Jungle Animals, I now know, represented the increasing fascination of the West with the exotic lands south of the Equator, mostly Africa and the man-eating islands of the far East, where people ran around in loin cloths and bared bosoms. An example of creating the Other if I ever saw one! But for me, that book meant more than an introduction to a world I desperately wanted to see.

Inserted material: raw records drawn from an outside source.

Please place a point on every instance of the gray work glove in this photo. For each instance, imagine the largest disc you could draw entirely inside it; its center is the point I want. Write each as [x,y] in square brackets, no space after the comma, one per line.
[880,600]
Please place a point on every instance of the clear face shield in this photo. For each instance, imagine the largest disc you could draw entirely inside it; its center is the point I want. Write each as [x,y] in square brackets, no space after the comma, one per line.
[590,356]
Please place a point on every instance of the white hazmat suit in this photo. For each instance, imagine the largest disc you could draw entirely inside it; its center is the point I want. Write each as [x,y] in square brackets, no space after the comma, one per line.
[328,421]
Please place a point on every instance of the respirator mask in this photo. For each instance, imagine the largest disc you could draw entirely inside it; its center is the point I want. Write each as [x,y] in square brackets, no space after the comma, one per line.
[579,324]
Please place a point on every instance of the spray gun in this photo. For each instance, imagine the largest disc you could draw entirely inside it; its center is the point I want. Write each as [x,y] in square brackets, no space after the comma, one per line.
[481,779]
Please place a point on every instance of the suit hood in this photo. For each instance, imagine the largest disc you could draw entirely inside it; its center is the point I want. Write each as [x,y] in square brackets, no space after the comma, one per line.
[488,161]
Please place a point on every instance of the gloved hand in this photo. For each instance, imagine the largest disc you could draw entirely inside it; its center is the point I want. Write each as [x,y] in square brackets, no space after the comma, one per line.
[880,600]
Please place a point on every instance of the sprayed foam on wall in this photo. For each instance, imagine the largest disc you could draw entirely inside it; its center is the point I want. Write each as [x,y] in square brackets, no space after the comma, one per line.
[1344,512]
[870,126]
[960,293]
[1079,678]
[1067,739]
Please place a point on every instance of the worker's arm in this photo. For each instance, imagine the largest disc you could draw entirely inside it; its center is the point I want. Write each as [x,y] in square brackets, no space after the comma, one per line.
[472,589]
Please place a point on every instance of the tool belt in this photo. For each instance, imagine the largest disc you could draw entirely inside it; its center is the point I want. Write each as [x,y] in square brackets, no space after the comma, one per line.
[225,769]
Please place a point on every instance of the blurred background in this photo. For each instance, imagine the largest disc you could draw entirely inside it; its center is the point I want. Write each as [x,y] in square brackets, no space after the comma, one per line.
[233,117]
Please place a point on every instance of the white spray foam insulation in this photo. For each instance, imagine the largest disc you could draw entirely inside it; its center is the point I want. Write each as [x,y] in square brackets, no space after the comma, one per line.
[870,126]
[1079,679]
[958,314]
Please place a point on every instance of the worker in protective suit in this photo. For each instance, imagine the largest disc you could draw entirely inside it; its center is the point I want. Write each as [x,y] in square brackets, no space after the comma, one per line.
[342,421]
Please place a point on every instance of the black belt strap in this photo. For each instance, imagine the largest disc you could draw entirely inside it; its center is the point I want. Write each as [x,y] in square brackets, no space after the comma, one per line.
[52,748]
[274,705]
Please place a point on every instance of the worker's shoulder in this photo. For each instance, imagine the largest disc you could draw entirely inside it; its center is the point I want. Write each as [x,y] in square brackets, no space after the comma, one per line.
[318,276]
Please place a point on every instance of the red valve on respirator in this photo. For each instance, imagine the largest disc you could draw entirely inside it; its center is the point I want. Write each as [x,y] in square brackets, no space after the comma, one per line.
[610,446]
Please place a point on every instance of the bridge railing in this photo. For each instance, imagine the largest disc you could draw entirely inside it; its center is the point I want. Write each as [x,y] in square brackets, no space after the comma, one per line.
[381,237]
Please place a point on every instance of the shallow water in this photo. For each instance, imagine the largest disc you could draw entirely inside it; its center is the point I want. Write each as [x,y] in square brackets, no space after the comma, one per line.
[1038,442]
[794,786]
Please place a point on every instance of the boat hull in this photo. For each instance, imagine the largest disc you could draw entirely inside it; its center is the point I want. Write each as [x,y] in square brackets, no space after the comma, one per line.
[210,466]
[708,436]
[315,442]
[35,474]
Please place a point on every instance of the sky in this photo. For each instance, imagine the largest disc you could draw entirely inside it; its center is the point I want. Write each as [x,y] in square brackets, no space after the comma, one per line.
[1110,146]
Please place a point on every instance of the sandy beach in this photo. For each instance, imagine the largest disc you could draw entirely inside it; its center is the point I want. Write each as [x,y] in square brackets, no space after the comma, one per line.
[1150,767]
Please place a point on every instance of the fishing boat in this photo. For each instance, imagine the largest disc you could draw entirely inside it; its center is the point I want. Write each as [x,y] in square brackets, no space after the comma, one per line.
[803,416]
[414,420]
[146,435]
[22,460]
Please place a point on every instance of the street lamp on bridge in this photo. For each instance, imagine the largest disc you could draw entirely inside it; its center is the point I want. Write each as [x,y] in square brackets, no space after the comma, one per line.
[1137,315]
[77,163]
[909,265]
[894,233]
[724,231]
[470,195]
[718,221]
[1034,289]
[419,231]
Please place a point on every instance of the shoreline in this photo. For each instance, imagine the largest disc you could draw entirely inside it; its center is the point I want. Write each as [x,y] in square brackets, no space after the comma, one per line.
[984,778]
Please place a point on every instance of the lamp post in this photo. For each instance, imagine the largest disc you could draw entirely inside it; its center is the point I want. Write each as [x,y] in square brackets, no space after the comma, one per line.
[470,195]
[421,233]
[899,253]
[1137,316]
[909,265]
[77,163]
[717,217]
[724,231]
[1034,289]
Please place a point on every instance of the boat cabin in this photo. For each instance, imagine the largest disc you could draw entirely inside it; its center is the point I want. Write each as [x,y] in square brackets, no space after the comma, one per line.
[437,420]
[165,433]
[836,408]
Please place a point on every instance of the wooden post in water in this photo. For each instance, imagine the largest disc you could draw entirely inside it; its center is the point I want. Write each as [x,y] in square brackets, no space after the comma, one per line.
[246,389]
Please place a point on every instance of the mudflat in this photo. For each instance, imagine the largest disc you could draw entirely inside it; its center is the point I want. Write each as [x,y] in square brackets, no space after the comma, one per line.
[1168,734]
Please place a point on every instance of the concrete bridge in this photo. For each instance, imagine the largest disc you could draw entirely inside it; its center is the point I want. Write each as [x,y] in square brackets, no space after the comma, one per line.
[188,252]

It meant that I could travel to all those places with no more effort than crooking my finger and turning some pages, running my eyes over a bunch of small black specks freckling the pristine white paper.
I remember running up to my father when I finished leafing through the book, begging him to get me another book. He knew I had not read it all the way through, and he told me, “You need to read that one first.”
So I did.
But I don’t remember the second book. Or the third.
As with so many things in life, it’s always the first time that sticks in memory, that oh so fleeting thing.